Taking the opportunity to sit and catch her breath, Glynnis Carmichael folded her nearly gangrenous legs beneath her and sifted through the newly fallen pile of envelopes until she found the one she was looking for: a small yellow card, which declared her an “Instant Winner,” in the sum of either a 25-inch television set, a 35mm camera, or $25 in cash. The card had come from AmeriMart, and she knew to anticipate it from the four or five phone calls she had received in recent days from the same enterprise. It was a short-time promotion, the woman had insisted, and could she register the Carmichaels for an exclusive one-hour tour through their new showroom?

“Sure,” Glynnis had said.

“Wonderful,” the woman answered. “You’re going to love our prices.”

How could Pat refuse? She had gotten some terrific deals through The Home Shopping Channel, but much of the merchandise had since entered prematurely into various states of decomposition, and she never seemed to have the strength to ask the manufacturers to make good on their collective guarantee. AmeriMart was different. Their “Factory-direct” merchandise, the card assured, came with the “Full Manufacturer’s Warranty.” All this at prices “below-wholesale.”
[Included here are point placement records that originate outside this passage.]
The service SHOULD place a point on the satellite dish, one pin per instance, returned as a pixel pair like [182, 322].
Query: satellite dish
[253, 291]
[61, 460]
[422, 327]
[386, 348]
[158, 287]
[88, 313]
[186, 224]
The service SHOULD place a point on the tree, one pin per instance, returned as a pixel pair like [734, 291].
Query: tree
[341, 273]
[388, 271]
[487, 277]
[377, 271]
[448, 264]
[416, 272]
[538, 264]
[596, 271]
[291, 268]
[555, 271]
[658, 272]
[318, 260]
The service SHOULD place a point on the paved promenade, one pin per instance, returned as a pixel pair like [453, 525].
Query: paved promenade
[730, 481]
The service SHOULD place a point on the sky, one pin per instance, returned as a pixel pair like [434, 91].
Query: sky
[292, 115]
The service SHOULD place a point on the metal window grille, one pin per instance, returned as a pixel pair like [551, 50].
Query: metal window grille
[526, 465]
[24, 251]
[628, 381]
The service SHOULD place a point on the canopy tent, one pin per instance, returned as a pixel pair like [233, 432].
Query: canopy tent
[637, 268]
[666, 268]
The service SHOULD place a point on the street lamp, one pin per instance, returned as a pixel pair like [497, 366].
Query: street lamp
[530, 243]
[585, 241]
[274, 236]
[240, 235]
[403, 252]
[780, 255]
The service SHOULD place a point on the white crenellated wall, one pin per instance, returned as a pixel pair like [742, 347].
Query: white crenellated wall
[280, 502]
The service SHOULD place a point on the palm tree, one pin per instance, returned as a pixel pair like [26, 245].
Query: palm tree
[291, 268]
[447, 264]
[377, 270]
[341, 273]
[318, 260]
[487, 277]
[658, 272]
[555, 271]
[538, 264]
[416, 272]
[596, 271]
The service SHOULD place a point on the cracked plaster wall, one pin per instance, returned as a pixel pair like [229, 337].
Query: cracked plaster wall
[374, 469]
She chuckled to herself, and struck a pose for the next two hours at the kitchen table, sipping from a Diet Pepsi while laconically consuming a tin of 24 Mrs. Fields cookies – the full-fudge numbers, dipped in white chocolate – whilst compiling a list of the many household improvements necessary for to someday transform the spacious-but-simple Carmichael home into the denizen of gala entertainment she had always envisioned for their rapidly passing and nearly wasted lives.

At four o’clock, she phoned her husband at the dealership. “Hi, honey,” she giggled. “Guess what we’re doing after work? … Be serious,” she coughed. “No, no. We’re touring a new showroom in Phoenix. I got a card today; it says we’ve already won a guaranteed gift. So I thought as long as we’re there, we’d get you that laser printer you keep whining about. Uhhm… I don’t know. I guess I could call them back,” she grumbled.

Glynnis hung up on her husband and dialed the number listed on the yellow card, and heard the woman’s familiar voice. “If my husband and I come to your showroom,” she wondered with rare caution, “and we like what we see, how much is it to join? Oh,” she laughed, embarrassed even to have asked, “we can handle that. Yes, this is Glynnis Carmichael. Uh-huh. 5:30? We’ll be there.”

She hung up and redialed her husband’s number. “Goddamnit, Pat, you made me feel like an idiot: it’s $15.99! You pay twice that for a haircut! Now pick me up at 5:00, and don’t be late.”